Tuesday, July 15, 2014: 5:45 PM
Room: 302
Oral Presentation
Sharon BARNARTT , Sociology, Gallaudet University, Washington, DC
Perhaps a naïve observer would think that protests relating to disability would be similar cross-culturally, since the phenomenon of disability has certain medical similarities.  However, this is not the case.  Despite the fact that mobilization around disability issues is increasing, that there is neither one truly trans-national organization nor one international Disability Rights Movement begs explanation. 

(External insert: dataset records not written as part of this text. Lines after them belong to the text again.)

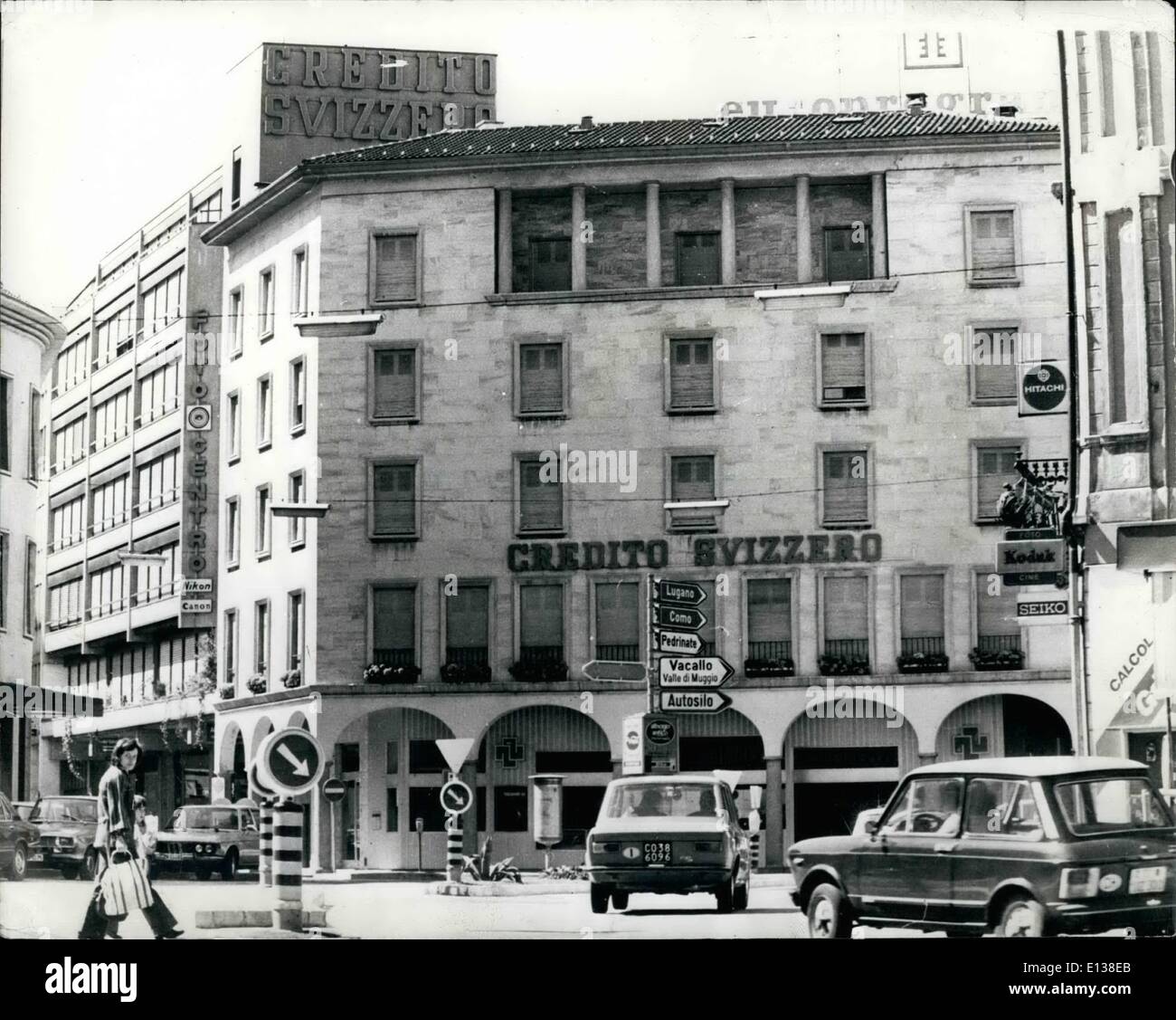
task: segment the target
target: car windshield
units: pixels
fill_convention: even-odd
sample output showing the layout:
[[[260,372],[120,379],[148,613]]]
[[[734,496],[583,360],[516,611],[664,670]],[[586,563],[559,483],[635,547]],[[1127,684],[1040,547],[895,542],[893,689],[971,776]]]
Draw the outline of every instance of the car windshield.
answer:
[[[613,788],[604,818],[716,818],[719,804],[714,786],[630,784]]]
[[[29,821],[98,822],[98,805],[92,800],[42,800],[33,808]]]
[[[1172,827],[1168,807],[1143,776],[1060,782],[1054,793],[1075,835]]]

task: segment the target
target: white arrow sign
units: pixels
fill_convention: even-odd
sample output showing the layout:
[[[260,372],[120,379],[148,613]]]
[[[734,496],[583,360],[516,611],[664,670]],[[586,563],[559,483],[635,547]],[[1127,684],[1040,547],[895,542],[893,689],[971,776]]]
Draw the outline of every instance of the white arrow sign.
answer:
[[[717,655],[697,659],[664,656],[657,665],[662,687],[722,687],[735,671]]]

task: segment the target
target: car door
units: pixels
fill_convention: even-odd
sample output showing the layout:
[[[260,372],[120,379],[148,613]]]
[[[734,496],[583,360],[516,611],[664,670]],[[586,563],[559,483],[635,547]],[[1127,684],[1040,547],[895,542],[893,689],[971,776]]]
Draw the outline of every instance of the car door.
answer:
[[[851,895],[863,916],[942,920],[951,904],[951,854],[958,845],[963,779],[913,776],[855,849]]]

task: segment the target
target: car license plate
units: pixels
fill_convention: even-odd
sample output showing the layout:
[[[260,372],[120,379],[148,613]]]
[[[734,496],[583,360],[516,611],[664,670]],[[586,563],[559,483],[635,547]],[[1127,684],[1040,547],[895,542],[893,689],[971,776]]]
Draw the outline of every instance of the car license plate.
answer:
[[[1129,893],[1162,893],[1168,868],[1163,865],[1155,868],[1131,868],[1131,878],[1127,884]]]
[[[643,849],[647,865],[673,864],[673,854],[668,842],[647,842]]]

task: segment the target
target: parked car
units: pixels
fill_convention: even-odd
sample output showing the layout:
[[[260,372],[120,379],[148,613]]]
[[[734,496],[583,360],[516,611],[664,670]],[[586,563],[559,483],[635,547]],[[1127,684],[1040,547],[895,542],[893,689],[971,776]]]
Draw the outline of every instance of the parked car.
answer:
[[[714,775],[614,779],[588,833],[594,913],[623,911],[630,893],[714,893],[742,911],[751,888],[748,834],[730,787]]]
[[[98,831],[96,796],[42,796],[28,820],[41,834],[41,867],[67,879],[93,881],[98,873],[94,833]]]
[[[12,801],[0,793],[0,873],[19,882],[28,873],[29,861],[40,855],[36,826],[18,818]]]
[[[813,938],[1172,929],[1176,822],[1147,766],[1005,758],[909,773],[866,833],[789,847]]]
[[[220,872],[233,879],[241,867],[258,867],[260,845],[255,808],[188,804],[159,833],[152,862],[159,871],[189,871],[201,879]]]

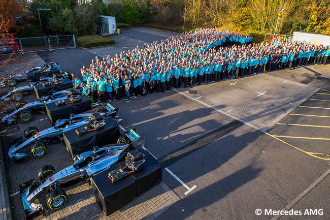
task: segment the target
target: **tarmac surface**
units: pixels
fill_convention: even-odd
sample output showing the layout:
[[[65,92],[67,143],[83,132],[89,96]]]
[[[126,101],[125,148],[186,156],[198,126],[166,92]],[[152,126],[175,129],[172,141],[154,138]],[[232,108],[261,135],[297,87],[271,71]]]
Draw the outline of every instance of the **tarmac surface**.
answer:
[[[38,54],[78,74],[95,53],[112,56],[173,34],[146,27],[122,33],[114,36],[122,41],[116,45]],[[122,127],[146,137],[146,148],[163,165],[163,181],[180,199],[156,219],[328,219],[329,67],[203,85],[192,88],[197,95],[180,89],[112,104]],[[322,214],[264,211],[284,207]]]

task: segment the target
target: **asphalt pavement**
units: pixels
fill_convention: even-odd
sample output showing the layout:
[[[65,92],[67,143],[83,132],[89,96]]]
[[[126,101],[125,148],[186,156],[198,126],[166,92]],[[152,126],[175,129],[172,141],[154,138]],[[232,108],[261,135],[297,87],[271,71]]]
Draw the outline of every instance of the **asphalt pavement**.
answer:
[[[40,55],[47,61],[58,61],[62,70],[78,71],[83,65],[88,65],[95,53],[104,56],[109,52],[113,55],[121,49],[133,47],[135,42],[143,45],[159,40],[165,37],[161,32],[158,35],[154,29],[125,30],[117,37],[123,37],[120,47],[127,48],[107,47],[89,51],[78,48]],[[126,47],[124,41],[128,39],[133,40]],[[257,215],[255,210],[280,210],[305,192],[330,167],[327,155],[330,153],[330,96],[324,95],[330,93],[328,67],[313,66],[241,79],[242,87],[227,85],[227,93],[219,93],[222,97],[216,104],[210,101],[217,96],[214,93],[203,93],[200,99],[209,102],[204,104],[196,98],[187,98],[175,91],[148,95],[128,103],[114,103],[119,108],[123,127],[136,128],[138,134],[146,137],[146,147],[162,163],[163,168],[171,171],[163,170],[163,180],[181,198],[157,219],[271,219],[273,215],[263,212]],[[258,82],[259,78],[262,80]],[[253,105],[260,98],[256,93],[255,98],[244,99],[244,92],[250,96],[245,83],[257,89],[267,81],[272,84],[274,79],[278,86],[267,86],[274,95],[269,105],[262,107],[260,102],[258,108]],[[212,87],[220,88],[221,83],[228,82],[194,89],[214,90],[217,89]],[[323,94],[310,97],[314,90]],[[233,100],[235,102],[236,98],[233,94],[236,92],[243,96],[240,106],[236,106],[235,115],[217,110],[232,104]],[[281,94],[284,94],[283,97]],[[263,98],[265,102],[270,101],[269,97]],[[307,100],[302,103],[304,98]],[[295,101],[296,108],[288,107],[291,100]],[[227,102],[225,105],[223,102]],[[249,109],[244,108],[247,106]],[[282,106],[285,109],[281,109]],[[266,133],[238,120],[249,114],[255,115],[254,120],[259,119],[253,112],[260,111],[260,108],[262,115],[267,116],[267,124],[279,120]],[[272,114],[277,110],[278,113]],[[322,215],[284,216],[280,219],[328,219],[329,177],[314,186],[306,191],[293,208],[323,209]]]

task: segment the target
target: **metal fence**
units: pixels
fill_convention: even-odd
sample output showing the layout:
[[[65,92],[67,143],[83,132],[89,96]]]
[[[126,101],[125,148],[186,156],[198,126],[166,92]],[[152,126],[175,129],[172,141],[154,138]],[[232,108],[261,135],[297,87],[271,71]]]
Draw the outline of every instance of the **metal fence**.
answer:
[[[75,35],[6,39],[0,41],[0,55],[74,48]]]
[[[285,34],[284,35],[275,35],[275,37],[277,38],[278,37],[281,37],[283,38],[287,38],[290,40],[292,40],[293,35],[292,34]],[[265,34],[265,39],[263,41],[270,41],[274,37],[274,34]]]

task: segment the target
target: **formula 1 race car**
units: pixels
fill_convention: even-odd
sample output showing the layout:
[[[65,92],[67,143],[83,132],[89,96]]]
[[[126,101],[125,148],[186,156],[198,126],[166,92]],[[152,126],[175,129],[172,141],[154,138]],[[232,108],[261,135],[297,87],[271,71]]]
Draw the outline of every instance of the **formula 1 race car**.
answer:
[[[42,167],[38,172],[39,184],[31,179],[19,186],[25,218],[32,218],[44,211],[42,204],[34,203],[43,192],[49,192],[46,198],[47,206],[51,209],[59,208],[68,200],[63,187],[75,180],[89,181],[94,175],[124,160],[130,150],[142,151],[144,143],[144,139],[140,138],[129,144],[94,147],[94,150],[76,155],[74,164],[57,173],[50,165]]]
[[[67,100],[71,102],[76,102],[80,100],[81,95],[80,94],[74,95],[71,90],[70,90],[68,94],[56,98],[54,99],[50,99],[47,101],[38,100],[36,102],[26,103],[19,103],[18,104],[24,103],[23,107],[17,109],[11,113],[5,115],[2,121],[6,125],[9,125],[17,122],[17,118],[20,119],[22,122],[28,122],[32,120],[32,113],[38,113],[44,112],[46,108],[46,104],[60,101],[61,100]]]
[[[97,113],[96,113],[97,114]],[[98,115],[95,114],[92,114],[89,118],[88,118],[88,123],[81,128],[80,129],[76,129],[76,133],[78,136],[87,134],[92,131],[97,130],[102,128],[106,124],[104,120],[102,122],[99,122],[95,117],[98,117]]]
[[[55,69],[56,68],[56,69]],[[36,77],[37,80],[32,80],[33,82],[42,80],[51,74],[51,70],[57,70],[59,73],[55,74],[56,78],[68,78],[69,77],[69,73],[65,72],[62,73],[61,71],[61,68],[55,62],[50,62],[49,64],[45,64],[44,67],[32,67],[32,70],[28,71],[24,71],[22,73],[17,74],[15,75],[9,75],[4,78],[0,82],[0,88],[5,87],[6,85],[9,86],[14,86],[16,85],[18,82],[24,81],[31,81],[30,78],[28,77],[28,74],[34,73],[35,74],[40,75],[40,77]]]
[[[93,119],[96,121],[94,124],[100,123],[100,119],[97,118],[97,118],[103,117],[101,119],[103,121],[104,120],[104,118],[105,117],[112,117],[113,120],[118,123],[121,119],[117,120],[114,117],[116,116],[117,111],[118,108],[115,108],[110,104],[105,105],[98,105],[97,106],[94,106],[92,110],[88,111],[86,113],[77,115],[72,114],[70,118],[58,119],[56,121],[55,126],[41,132],[39,132],[38,129],[34,126],[28,127],[25,129],[24,134],[25,137],[27,139],[24,141],[21,140],[21,138],[20,140],[19,139],[16,140],[16,141],[17,142],[9,148],[8,155],[12,160],[15,161],[26,159],[27,155],[26,153],[19,153],[18,151],[33,144],[33,146],[31,147],[31,153],[35,158],[41,158],[47,153],[46,143],[62,141],[63,132],[87,124],[92,115],[94,115]],[[98,114],[98,115],[95,115],[95,113]],[[127,133],[126,135],[124,136],[124,140],[122,140],[122,137],[120,136],[118,142],[126,143],[132,141],[134,137],[131,136],[131,132]],[[138,135],[133,135],[137,136]],[[42,143],[38,143],[38,142]],[[42,145],[42,147],[37,149]],[[39,147],[38,147],[38,146]],[[37,152],[36,150],[38,149],[42,149],[44,152],[41,152],[42,150],[39,150]]]
[[[57,84],[60,84],[63,81],[63,77],[56,78]],[[19,102],[23,99],[23,96],[31,94],[35,92],[34,86],[39,84],[43,84],[46,82],[50,82],[50,83],[53,83],[52,78],[44,78],[40,79],[40,81],[37,82],[30,82],[28,85],[23,86],[15,87],[13,87],[12,89],[7,94],[4,95],[0,97],[0,101],[6,101],[9,100],[9,97],[12,97],[13,100]]]
[[[15,161],[26,159],[27,155],[18,151],[32,145],[30,149],[32,155],[36,158],[42,158],[47,152],[46,145],[63,141],[63,133],[65,132],[84,125],[93,127],[94,130],[99,129],[105,125],[105,119],[108,115],[113,118],[113,120],[118,121],[115,118],[109,115],[109,113],[91,113],[89,117],[81,118],[80,120],[73,120],[66,125],[62,124],[41,132],[39,132],[38,128],[35,127],[28,127],[24,131],[24,136],[28,139],[12,146],[9,148],[8,155],[12,160]]]
[[[24,71],[23,73],[34,73],[39,74],[42,73],[48,73],[47,72],[51,72],[52,69],[56,68],[56,70],[61,70],[61,66],[55,62],[51,62],[48,64],[45,64],[42,67],[34,67],[31,70]]]

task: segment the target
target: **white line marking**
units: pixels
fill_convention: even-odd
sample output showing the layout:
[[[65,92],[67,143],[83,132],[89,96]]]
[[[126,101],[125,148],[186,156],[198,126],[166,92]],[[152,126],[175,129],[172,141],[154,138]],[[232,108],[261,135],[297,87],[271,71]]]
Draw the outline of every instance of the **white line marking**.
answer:
[[[264,91],[264,92],[262,92],[262,93],[257,92],[257,93],[259,93],[259,95],[258,95],[258,96],[261,96],[261,95],[263,95],[263,96],[267,96],[267,95],[265,95],[265,93],[266,93],[266,91]]]
[[[10,196],[10,197],[13,197],[14,196],[16,196],[16,195],[18,194],[19,193],[19,191],[17,191],[17,192],[16,192],[16,193],[13,193],[13,194],[10,194],[10,195],[9,195],[9,196]]]
[[[181,179],[180,179],[180,178],[179,178],[179,177],[177,177],[177,176],[175,174],[173,173],[173,172],[172,171],[171,171],[171,170],[170,170],[170,169],[169,169],[169,168],[168,168],[167,167],[166,168],[165,168],[165,170],[166,170],[166,171],[167,171],[167,172],[169,172],[171,175],[172,175],[172,176],[173,176],[173,177],[174,177],[174,178],[175,178],[175,179],[176,179],[177,180],[178,180],[178,181],[179,181],[179,182],[180,182],[180,183],[181,183],[181,184],[182,184],[182,185],[183,185],[185,188],[186,188],[187,189],[187,191],[185,193],[184,193],[184,195],[188,195],[188,194],[190,192],[192,191],[193,190],[194,188],[196,188],[196,185],[193,185],[192,187],[191,187],[191,188],[189,187],[189,186],[188,186],[187,185],[186,185],[186,184],[185,184],[184,182],[183,182],[182,181],[182,180],[181,180]]]
[[[125,132],[125,131],[126,131],[126,130],[125,130],[124,128],[123,128],[122,127],[122,126],[121,126],[120,124],[118,124],[118,125],[119,127],[119,128],[120,128],[120,129],[121,129],[122,130],[123,130],[124,132]],[[149,151],[147,148],[146,148],[144,146],[142,147],[142,148],[143,148],[144,150],[147,150],[147,151],[148,151],[148,152],[149,152],[150,153],[150,154],[151,154],[151,155],[152,155],[152,156],[153,156],[153,157],[155,158],[155,159],[157,160],[157,158],[156,158],[155,156],[154,156],[153,154],[152,153],[151,153],[151,152],[150,151]],[[192,191],[193,190],[194,188],[196,188],[196,185],[194,185],[192,187],[189,188],[189,187],[188,187],[188,186],[187,186],[187,185],[186,185],[186,184],[184,183],[184,182],[183,182],[182,181],[182,180],[181,180],[181,179],[180,179],[180,178],[179,178],[179,177],[177,177],[175,174],[174,174],[174,173],[173,173],[171,170],[170,170],[170,169],[169,169],[169,168],[168,168],[167,167],[166,168],[165,168],[165,170],[166,170],[167,171],[168,171],[169,173],[170,173],[170,174],[171,175],[172,175],[173,176],[173,177],[174,177],[174,178],[175,178],[175,179],[176,179],[177,180],[178,180],[178,181],[179,181],[179,182],[180,182],[180,183],[181,183],[181,184],[182,184],[182,185],[183,185],[183,186],[184,186],[184,187],[186,188],[187,190],[187,192],[186,192],[185,193],[184,193],[184,195],[187,195],[187,194],[188,194],[188,193],[189,193],[190,192]]]
[[[208,104],[207,104],[207,103],[205,103],[205,102],[204,102],[203,101],[200,101],[200,100],[196,100],[195,99],[194,99],[194,98],[191,97],[190,96],[188,96],[187,94],[185,94],[184,92],[182,92],[179,91],[176,91],[175,90],[174,90],[174,91],[175,91],[175,92],[177,92],[177,93],[178,93],[179,94],[181,94],[182,96],[184,96],[185,97],[187,97],[188,99],[191,99],[191,100],[197,102],[199,103],[200,104],[201,104],[202,105],[204,105],[205,106],[208,107],[209,108],[211,108],[211,109],[213,109],[213,110],[215,110],[215,111],[217,111],[218,112],[220,112],[220,113],[222,113],[222,114],[223,114],[224,115],[227,115],[228,117],[230,117],[232,118],[234,118],[235,120],[237,120],[238,121],[240,121],[242,123],[244,123],[244,124],[246,124],[247,125],[250,126],[250,127],[254,128],[256,130],[259,130],[260,129],[260,128],[258,128],[256,126],[248,122],[247,121],[245,121],[245,120],[244,120],[243,119],[241,119],[241,118],[239,118],[237,117],[235,117],[234,115],[228,114],[226,112],[224,112],[223,111],[221,111],[220,109],[219,109],[218,108],[216,108],[216,107],[215,107],[214,106],[211,106],[211,105],[209,105]]]
[[[119,127],[119,128],[120,128],[120,129],[121,129],[122,130],[123,130],[124,132],[125,132],[125,131],[126,131],[126,129],[125,129],[124,128],[123,128],[122,127],[122,126],[121,126],[120,124],[118,124],[118,125]]]

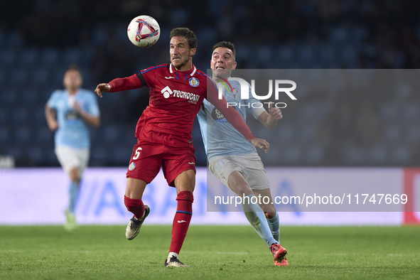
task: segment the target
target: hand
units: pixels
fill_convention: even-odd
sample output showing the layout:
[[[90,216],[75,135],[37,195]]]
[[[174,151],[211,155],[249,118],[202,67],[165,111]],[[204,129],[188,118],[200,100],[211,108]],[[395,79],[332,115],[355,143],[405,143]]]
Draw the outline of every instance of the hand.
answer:
[[[269,114],[271,117],[274,119],[283,119],[283,115],[281,114],[281,110],[276,107],[273,107],[273,102],[270,101],[269,103]]]
[[[102,82],[102,84],[99,84],[95,92],[97,95],[99,95],[99,97],[102,97],[102,92],[109,92],[111,90],[111,86],[105,82]]]
[[[252,143],[252,145],[254,145],[254,147],[259,148],[266,153],[270,149],[270,144],[264,139],[254,138],[251,139],[251,143]]]
[[[55,119],[52,119],[51,121],[48,122],[48,128],[50,131],[55,131],[58,129],[58,122]]]

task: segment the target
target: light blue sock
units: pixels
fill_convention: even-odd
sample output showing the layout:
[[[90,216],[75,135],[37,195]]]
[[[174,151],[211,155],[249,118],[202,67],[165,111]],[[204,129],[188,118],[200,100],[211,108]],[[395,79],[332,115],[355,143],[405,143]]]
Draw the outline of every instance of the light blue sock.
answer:
[[[76,203],[79,198],[79,183],[71,181],[69,187],[70,203],[68,205],[68,212],[74,213],[76,208]]]
[[[271,244],[278,242],[273,238],[267,220],[259,205],[257,203],[254,204],[251,203],[252,198],[254,196],[254,195],[245,196],[245,200],[242,201],[242,209],[244,210],[245,217],[247,217],[248,222],[252,225],[254,230],[255,230],[258,235],[266,243],[267,246],[270,247]],[[249,198],[249,200],[247,199],[247,197]],[[256,200],[254,200],[254,201],[256,201]]]
[[[271,235],[273,235],[273,237],[278,242],[280,242],[280,223],[279,219],[279,214],[276,212],[276,215],[271,219],[267,218],[267,222],[269,223],[269,227],[270,227],[270,230],[271,230]]]

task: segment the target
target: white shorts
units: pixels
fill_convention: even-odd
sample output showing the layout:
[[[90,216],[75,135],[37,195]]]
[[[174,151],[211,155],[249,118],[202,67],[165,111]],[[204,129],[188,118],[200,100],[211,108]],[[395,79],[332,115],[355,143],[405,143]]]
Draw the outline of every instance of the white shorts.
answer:
[[[227,181],[233,171],[242,174],[253,190],[269,188],[264,164],[257,152],[243,156],[219,156],[212,158],[209,169],[216,177],[230,188]]]
[[[90,151],[88,149],[75,149],[69,146],[59,146],[55,148],[55,155],[63,169],[68,174],[70,174],[70,171],[75,167],[77,167],[79,176],[82,176],[89,162]]]

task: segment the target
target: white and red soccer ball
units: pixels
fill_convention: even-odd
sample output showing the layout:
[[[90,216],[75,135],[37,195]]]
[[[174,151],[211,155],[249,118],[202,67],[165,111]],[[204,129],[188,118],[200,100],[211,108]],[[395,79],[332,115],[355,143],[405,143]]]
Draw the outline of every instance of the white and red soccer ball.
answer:
[[[154,45],[161,36],[161,28],[156,19],[149,16],[139,16],[129,24],[127,35],[130,41],[139,48]]]

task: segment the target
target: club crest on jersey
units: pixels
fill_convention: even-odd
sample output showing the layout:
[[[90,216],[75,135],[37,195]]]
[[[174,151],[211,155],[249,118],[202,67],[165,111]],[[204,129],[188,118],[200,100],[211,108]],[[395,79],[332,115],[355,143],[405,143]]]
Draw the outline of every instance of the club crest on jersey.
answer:
[[[192,87],[198,87],[198,85],[200,85],[200,82],[198,82],[198,80],[195,79],[194,77],[190,77],[190,80],[188,80],[188,82],[190,82],[190,85]]]
[[[168,86],[165,87],[163,90],[161,90],[161,92],[163,94],[163,97],[165,98],[168,98],[173,93]]]

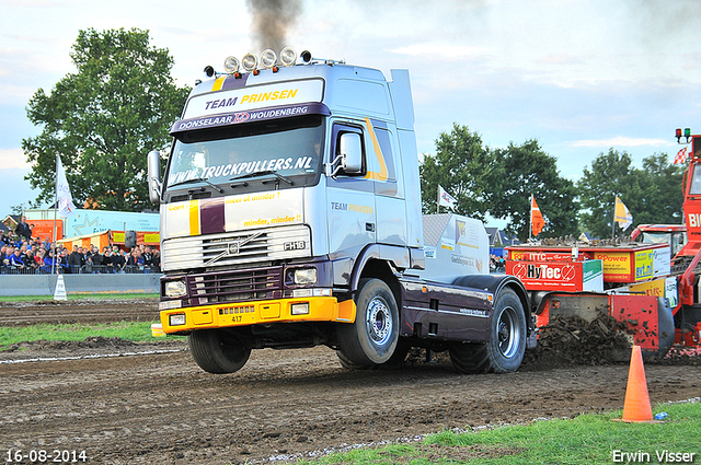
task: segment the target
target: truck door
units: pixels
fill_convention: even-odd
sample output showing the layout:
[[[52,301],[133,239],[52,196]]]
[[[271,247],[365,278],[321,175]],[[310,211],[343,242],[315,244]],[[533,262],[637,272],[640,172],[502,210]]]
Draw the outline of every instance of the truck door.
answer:
[[[346,174],[340,171],[327,178],[327,234],[329,252],[333,259],[356,257],[368,244],[376,242],[377,216],[375,209],[374,182],[367,178],[367,137],[361,125],[334,123],[329,162],[340,153],[340,141],[344,133],[357,133],[363,148],[363,170]]]
[[[404,183],[395,132],[381,120],[366,118],[365,123],[370,138],[366,178],[374,182],[377,242],[406,245]]]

         This paper explores data from over 2600 cases of disability protest from around the world, gathered from media reports and analyzed quantitatively.  While media reports themselves raise cultural and methodological issues, which the paper will discuss, the analyses also show markedly different patterns in protest issues and tactics.   One issue with huge cross cultural variation is that of what constitutes disability rights.  In protests in cultures which lack a strong rights tradition, issues which are framed as ‘rights-related’ may actually be framed in others as being  ‘services-related.’   Another cultural difference relates to the types of impairments whose problems become protest demands.  In a number of countries blindness-related demands show up more frequently than do other impairment-specific demands or than general or non-specific impairment-related demands.  Also, in some countries both non-specific demands and demands related to relatively newer conditions such as autism show up more frequently than in others.  There are also cultural differences in types of tactics used.  While protests often take the form of marches, demonstrations, or lock-outs, in some countries they are more likely to take the form of self-immolation or hunger strikes.  These and other culturally-fueled differences such as the timing of disability mobilizations are discussed in order to illustrate the power of culture over the actualization of this social movement.